Dennis explained the retention bonus came in late 2001, when he was thinking of moving on to other horizons.

“The four-member compensation committee approached me and said that if I stayed on as CEO until I was 62, I would be paid $300 million plus my $100 million deferred pay. It came to more than $400 million.

“I really outstayed my welcome at Tyco, and for some of my enemies, it was a mistake to agree to that money. It made me look greedy.

“And the lifestyle – which I didn’t particularly enjoy, because 80 percent of my time was work and travel to the 60 countries where Tyco had business – went against me.”

Now life for Dennis is dramatically different.

“I get up at 6 a.m. to help prepare food delivery to the 20 inmates in the protective-custody unit. I serve them breakfast, lunch and dinner, then I mop the floors.

“At 8:30 a.m., we go into the yard, pick up trash for an hour and then have recreation for an hour where I throw around the football or shoot hoops.

“I’ll busy myself doing anything and any job to stay out of that cell. I read three to four books per week – all nonfiction. I saw enough of fiction during the trial.

“Weekends are full with visitors – my daughters, sisters and friends. At least six of my friends were executives at Tyco.” Does he think about the old times when luxury was the norm?

“Two weeks ago, the government sold my yacht. Doesn’t bother me. I only have to concentrate on one thing, and that’s the appeal.
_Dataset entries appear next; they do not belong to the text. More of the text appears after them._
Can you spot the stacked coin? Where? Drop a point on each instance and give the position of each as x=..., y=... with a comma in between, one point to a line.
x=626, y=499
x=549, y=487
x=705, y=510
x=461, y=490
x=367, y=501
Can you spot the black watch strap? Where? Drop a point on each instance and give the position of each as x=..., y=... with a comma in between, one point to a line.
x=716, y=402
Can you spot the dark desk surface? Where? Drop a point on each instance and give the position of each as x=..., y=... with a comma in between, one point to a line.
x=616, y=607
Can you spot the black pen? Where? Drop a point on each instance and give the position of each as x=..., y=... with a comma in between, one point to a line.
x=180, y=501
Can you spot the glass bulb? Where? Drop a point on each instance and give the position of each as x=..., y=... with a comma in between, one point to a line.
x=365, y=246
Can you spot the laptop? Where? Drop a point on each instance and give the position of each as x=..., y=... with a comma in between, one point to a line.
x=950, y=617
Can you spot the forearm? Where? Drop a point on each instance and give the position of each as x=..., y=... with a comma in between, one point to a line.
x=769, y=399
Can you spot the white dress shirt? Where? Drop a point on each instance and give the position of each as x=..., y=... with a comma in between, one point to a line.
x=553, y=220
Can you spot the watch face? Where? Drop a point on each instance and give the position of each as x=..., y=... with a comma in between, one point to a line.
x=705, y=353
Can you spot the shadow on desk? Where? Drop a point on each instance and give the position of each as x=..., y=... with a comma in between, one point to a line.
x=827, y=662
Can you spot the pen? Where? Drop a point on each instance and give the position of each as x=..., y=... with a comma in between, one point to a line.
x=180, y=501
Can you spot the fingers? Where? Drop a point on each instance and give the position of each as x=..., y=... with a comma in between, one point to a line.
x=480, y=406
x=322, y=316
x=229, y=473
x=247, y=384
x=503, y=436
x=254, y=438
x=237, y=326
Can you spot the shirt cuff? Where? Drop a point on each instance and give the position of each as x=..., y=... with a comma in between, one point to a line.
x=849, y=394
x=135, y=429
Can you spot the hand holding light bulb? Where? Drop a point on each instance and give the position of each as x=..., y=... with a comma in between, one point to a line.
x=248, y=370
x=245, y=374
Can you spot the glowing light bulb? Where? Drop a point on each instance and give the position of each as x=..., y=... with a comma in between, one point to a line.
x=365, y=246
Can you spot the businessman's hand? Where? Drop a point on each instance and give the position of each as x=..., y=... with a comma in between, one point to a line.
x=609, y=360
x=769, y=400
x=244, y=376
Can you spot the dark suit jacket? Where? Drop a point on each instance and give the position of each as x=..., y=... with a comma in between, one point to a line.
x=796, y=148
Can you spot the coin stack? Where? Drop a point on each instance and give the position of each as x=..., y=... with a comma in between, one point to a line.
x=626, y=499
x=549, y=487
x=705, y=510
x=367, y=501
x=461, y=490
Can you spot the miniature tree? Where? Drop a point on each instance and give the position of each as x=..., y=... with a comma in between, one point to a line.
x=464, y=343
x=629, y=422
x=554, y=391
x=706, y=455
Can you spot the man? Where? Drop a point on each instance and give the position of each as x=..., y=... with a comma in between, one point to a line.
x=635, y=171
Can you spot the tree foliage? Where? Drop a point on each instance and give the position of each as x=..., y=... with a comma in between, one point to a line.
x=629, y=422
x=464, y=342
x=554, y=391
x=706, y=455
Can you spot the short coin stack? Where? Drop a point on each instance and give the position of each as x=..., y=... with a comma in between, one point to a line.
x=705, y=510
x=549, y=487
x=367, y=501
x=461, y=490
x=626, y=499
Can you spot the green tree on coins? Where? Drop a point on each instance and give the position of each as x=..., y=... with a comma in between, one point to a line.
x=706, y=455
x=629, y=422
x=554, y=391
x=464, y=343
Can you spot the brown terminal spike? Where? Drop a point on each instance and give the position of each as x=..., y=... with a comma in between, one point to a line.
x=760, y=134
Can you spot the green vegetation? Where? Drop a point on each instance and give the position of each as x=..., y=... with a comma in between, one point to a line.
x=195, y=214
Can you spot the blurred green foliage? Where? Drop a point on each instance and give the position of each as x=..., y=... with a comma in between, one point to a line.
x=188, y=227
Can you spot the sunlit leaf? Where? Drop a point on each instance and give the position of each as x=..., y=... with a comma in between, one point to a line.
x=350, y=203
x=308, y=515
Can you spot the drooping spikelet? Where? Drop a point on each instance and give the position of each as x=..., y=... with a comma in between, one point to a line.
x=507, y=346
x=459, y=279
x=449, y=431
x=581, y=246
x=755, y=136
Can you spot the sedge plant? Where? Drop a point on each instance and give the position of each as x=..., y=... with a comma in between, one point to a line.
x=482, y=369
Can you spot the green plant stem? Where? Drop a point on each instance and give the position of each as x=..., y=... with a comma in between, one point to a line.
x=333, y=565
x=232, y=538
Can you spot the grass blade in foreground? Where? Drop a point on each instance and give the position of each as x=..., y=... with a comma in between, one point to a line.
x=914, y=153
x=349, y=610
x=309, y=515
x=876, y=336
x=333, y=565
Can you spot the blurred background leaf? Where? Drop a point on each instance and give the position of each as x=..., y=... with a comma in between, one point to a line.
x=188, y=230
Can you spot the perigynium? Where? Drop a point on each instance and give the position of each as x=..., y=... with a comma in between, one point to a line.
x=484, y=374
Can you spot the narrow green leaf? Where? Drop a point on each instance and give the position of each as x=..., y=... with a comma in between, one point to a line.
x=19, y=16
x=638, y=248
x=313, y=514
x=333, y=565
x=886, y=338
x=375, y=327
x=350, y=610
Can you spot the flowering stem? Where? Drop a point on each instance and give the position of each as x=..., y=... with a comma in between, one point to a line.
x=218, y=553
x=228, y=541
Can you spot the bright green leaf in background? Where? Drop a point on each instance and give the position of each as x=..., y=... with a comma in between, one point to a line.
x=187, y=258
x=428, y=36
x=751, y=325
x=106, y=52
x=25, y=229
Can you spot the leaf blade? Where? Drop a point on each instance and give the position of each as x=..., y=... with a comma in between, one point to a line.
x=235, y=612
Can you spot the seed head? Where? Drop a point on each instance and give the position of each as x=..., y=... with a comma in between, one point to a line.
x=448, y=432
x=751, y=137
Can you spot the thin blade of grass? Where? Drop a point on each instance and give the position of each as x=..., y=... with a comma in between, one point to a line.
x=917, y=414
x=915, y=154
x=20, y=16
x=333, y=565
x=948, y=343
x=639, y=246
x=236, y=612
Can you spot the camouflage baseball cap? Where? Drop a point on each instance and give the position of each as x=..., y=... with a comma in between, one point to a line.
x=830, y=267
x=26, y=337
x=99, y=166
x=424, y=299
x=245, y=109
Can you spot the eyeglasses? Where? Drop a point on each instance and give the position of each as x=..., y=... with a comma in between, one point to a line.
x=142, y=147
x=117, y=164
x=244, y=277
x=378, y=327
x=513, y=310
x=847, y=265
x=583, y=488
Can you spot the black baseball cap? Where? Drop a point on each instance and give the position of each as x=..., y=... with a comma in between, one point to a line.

Of course, those days drift back into your mind, but you must not, never dwell on it, it will destroy you,” he said.

The man, who had constant goals of being the millionaire whiz kid of American business, says his main goal right now is helping three fellow inmates pass their GEDs.

“Just now, in mathematics, I finally got one inmate to master division.”

Karen is trying to prevent the government from immediately selling off Kozlowski’s luxury properties – since she feels she’s still entitled to half of the marital assets.

It appears she excelled at addition – and subtraction.